The second vital area of action is the stabilization of population through good-quality family planning, which “would buy time to protect natural resources.”
Commenting on Prof. Raftery’s finding that we may be welcoming an additional 5 billion individuals onto the planet by 2100 than had previously been estimated – a potential global population of 12.3 billion people – Prof. Holman admits that “it is difficult to know what the public health effects will be.”
He explains:
“By then, we may see severe petroleum and fresh water resource shortages, climate changes that affect agriculture patterns that, in turn, affect food supplies. Reducing fertility in socially and morally acceptable ways seems like one public health strategy to avoid – or at least postpone – testing some of these limits.”
In Utopia, a sinister governmental organization proposes to sterilize a large percentage of the population by rolling out a secretly modified vaccine in response to a manufactured flu pandemic. Obviously, that is not a socially or morally acceptable strategy for reducing fertility – but what is?
Experts consider boosting the education of girls in developing countries to be a prime solution.
As well as acquiring more control over their reproductive life, an educated female workforce should have more opportunities of employment and of earning a living wage. Studies report that the children of educated women also have better chances of survival and will become educated themselves. This pattern continuing across generations is associated with a decline in fertility rates.
A 2011 article by the Earth Policy Institute (EPI), analyzing data from the United Nations (UN), states that “countries in which more children are enrolled in school – even at the primary level – tend to have strikingly lower fertility rates.”
In particular:
“Female education is especially important. Research consistently shows that women who are empowered through education tend to have fewer children and have them later. If and when they do become mothers, they tend to be healthier and raise healthier children, who then also stay in school longer. They earn more money with which to support their families, and contribute more to their communities’ economic growth. Indeed, educating girls can transform whole communities.”

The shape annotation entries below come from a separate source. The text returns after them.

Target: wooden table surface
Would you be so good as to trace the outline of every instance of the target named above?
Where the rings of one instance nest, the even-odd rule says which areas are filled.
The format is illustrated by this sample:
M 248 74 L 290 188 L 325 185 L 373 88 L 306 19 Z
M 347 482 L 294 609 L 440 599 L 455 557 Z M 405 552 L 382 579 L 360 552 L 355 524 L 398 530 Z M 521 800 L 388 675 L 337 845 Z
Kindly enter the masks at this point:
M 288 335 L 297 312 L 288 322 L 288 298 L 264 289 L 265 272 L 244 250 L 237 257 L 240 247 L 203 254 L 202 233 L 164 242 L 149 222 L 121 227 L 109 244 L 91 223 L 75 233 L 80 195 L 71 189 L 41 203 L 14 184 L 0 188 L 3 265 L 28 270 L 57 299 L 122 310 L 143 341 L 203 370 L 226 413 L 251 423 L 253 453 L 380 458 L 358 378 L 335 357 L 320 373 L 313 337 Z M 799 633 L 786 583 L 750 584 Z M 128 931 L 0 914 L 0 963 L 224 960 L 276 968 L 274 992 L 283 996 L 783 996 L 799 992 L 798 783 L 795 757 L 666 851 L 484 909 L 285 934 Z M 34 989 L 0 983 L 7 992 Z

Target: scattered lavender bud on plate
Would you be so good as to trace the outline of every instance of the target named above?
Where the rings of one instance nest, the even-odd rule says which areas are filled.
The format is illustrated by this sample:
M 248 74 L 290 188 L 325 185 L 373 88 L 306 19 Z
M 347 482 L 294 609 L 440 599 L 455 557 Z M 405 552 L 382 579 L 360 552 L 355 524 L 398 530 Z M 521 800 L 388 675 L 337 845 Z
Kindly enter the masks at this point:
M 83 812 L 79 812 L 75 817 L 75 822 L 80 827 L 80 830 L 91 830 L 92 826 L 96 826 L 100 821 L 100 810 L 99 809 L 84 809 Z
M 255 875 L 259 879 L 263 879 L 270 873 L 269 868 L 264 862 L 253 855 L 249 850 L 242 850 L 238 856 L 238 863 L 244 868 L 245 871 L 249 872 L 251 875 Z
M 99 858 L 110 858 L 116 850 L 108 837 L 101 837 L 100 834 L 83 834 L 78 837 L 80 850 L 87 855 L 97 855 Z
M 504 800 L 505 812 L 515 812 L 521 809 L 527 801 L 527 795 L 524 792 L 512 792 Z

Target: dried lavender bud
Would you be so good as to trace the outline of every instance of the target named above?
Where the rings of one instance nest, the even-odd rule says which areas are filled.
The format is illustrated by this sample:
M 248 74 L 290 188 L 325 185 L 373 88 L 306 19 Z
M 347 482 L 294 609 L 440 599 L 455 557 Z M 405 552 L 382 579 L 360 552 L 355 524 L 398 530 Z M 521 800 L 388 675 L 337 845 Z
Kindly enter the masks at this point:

The relationship between education, fertility and national poverty is a direct one. As the EPI authors add: “When mortality rates decline quickly but fertility rates fail to follow, countries can find it harder to reduce poverty.”

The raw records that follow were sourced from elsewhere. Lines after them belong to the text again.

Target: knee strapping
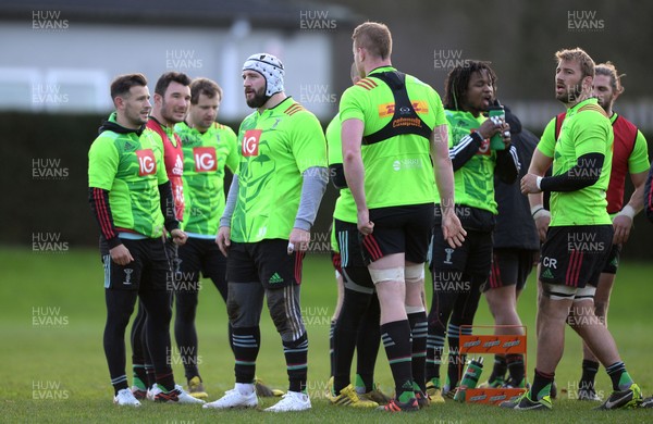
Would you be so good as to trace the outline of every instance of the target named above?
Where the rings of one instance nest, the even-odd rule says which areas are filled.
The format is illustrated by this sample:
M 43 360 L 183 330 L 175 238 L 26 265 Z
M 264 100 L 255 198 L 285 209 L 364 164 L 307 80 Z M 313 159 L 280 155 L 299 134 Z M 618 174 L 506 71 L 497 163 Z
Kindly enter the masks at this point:
M 262 308 L 262 288 L 258 282 L 229 285 L 226 313 L 233 327 L 258 326 Z
M 406 266 L 406 284 L 424 280 L 424 264 Z
M 404 269 L 401 266 L 390 267 L 386 270 L 372 270 L 370 269 L 370 276 L 374 284 L 383 282 L 404 282 Z
M 299 309 L 299 286 L 267 290 L 268 309 L 283 342 L 298 340 L 306 329 Z
M 419 313 L 419 312 L 427 312 L 423 304 L 419 305 L 419 307 L 409 307 L 406 304 L 406 313 L 407 314 Z

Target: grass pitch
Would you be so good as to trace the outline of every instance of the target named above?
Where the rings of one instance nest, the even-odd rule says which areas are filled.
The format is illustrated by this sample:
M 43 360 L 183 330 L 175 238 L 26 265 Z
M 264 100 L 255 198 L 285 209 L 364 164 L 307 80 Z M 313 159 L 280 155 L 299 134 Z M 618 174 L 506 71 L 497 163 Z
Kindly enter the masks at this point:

The UN’s 2012 Revision of the world population prospects report suggested if we make rapid reductions in family size, then it may still be possible to constrain the global population to 8 billion by 2045.
No projections are set in stone – all are contingent on what extent fertility rates will sway over the next century. And, as Prof. Holman pointed out to us, the nature of the threat posed by overpopulation has “been vigorously debated for over 200 years” with experts still not in complete accord.
For instance, in the 1980s, said Prof. Holman, the economist Julian Simon and ecologist Paul Ehrlich went on tour together, with a series of debates about the consequences of population growth.
“Ehrlich argued that continued population growth would lead to disaster for humans. Simon argued that population growth provided more people to invent new solutions to the problems confronting humans,” said Prof. Holman, adding:
“Given the trends to this point, Simon has been ‘more right.’ One simple measure of this is mortality rates, which have decreased for most human groups. The flaw in Simon’s argument may well be that we have never hit the limits of our finite earth. Positive population growth guarantees that we will, someday, hit some hard limits.”
“So that,” Prof. Holman concluded, “is the long term.”